Progress tends to have downsides. Highways and rail tracks destroy the environment and make areas hard to cross, but I think most people would acknowledge that on balance, having them them is a good thing.
In this case, the obvious solution would be to provide a small number of orbital observatories to the astronomy community for free or with heavily subsidized pricing.
Building a highways is not necessarily "progress". We really ought to stop calling "progress" the destruction of a natural habitat that we will never be able to rebuild, for the construction of a superflous road that will close in 15 years because of poor traffic anyway.
If Jeff has the right to jam my telescope with his satellite due to the lack of regulation, do I have the right to jam his satellite with my telescope due to the same lack of regulation, or does it only work one way?
What progress? I gain nothing from this.
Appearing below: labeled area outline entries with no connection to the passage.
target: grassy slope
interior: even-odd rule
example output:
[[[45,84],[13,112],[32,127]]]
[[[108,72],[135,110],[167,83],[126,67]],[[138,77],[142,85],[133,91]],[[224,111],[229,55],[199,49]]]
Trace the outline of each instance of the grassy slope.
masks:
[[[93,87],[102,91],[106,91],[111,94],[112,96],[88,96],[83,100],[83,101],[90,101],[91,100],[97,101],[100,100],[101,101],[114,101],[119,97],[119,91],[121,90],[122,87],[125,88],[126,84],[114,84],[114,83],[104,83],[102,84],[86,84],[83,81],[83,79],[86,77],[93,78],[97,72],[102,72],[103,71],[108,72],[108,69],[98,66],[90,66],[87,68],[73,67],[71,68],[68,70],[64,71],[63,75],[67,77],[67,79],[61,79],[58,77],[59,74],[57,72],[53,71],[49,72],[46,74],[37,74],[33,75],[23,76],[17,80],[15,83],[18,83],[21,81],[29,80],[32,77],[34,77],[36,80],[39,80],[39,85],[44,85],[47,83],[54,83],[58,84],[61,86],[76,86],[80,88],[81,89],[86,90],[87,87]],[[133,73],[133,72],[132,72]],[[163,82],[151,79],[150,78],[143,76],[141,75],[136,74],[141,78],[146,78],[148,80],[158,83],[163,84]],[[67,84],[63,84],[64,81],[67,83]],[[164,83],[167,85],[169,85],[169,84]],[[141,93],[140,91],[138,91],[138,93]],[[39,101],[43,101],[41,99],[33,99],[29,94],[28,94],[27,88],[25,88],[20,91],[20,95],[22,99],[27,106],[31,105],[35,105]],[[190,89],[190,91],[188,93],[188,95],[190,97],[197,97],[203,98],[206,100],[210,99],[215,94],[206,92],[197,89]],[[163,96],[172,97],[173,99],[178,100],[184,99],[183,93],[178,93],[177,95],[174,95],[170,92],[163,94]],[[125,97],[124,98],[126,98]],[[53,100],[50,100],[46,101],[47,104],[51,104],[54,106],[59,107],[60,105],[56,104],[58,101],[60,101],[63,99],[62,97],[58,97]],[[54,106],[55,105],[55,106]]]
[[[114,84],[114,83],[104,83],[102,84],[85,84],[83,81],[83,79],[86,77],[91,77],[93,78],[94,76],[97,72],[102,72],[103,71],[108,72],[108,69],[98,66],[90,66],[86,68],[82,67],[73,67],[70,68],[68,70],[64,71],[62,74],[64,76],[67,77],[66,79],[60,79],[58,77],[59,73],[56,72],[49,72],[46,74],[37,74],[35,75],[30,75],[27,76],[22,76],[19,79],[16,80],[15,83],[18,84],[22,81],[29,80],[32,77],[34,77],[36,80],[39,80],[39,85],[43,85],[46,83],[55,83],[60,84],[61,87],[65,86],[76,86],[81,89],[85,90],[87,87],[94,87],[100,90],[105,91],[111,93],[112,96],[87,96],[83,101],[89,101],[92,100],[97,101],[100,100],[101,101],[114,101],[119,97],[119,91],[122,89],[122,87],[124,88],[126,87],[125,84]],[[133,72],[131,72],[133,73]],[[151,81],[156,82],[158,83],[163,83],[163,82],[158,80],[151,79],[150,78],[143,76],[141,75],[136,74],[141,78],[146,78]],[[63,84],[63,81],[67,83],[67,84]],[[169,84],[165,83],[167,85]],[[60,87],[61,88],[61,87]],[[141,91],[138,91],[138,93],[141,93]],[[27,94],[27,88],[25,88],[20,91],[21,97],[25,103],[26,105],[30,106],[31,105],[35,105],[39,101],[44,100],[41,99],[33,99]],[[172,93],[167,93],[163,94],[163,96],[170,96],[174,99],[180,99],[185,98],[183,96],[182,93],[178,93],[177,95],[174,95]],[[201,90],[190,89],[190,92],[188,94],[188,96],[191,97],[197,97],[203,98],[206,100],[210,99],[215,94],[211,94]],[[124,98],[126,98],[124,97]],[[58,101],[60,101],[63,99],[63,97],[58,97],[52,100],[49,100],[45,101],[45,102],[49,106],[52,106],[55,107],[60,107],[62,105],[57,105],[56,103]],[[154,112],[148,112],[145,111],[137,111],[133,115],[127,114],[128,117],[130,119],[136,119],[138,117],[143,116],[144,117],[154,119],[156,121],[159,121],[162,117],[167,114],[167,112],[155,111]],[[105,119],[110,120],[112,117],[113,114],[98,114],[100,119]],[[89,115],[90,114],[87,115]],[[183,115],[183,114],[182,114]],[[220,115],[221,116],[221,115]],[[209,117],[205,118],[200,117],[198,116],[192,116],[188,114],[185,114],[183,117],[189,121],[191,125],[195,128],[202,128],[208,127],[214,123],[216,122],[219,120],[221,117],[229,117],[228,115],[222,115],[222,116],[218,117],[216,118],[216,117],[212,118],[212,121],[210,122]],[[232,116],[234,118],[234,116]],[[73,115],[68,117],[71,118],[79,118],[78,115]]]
I have symmetrical cheap reliable fiber to my house.
You could turn that around.
Progress in Earth bound astronomy has the downside of less satellite internet.
> but I think most people would acknowledge that on balance, having them them is a good thing.
Of course it is. The next question is "is it a good thing to let a single owner completely control access to this resource?"
We've actually decided in the case of highways and rails, that no, it's not. There needs to be reasonable and non-discriminatory access to these resources otherwise the trade is not worthwhile. We actually have laws that are meant to enforce this.
> the obvious solution would be to provide a small number of orbital observatories to the astronomy community for free or with heavily subsidized pricing.
Define the "astronomy community." Do we do first come first served or do we have a priority list? How do we handle disputes? Is it just US citizens or do we need to offer this to the entire world? What if the vendor fails to make good on their concessions? What sort of penalties should surround this system?
There's really nothing "obvious" about this.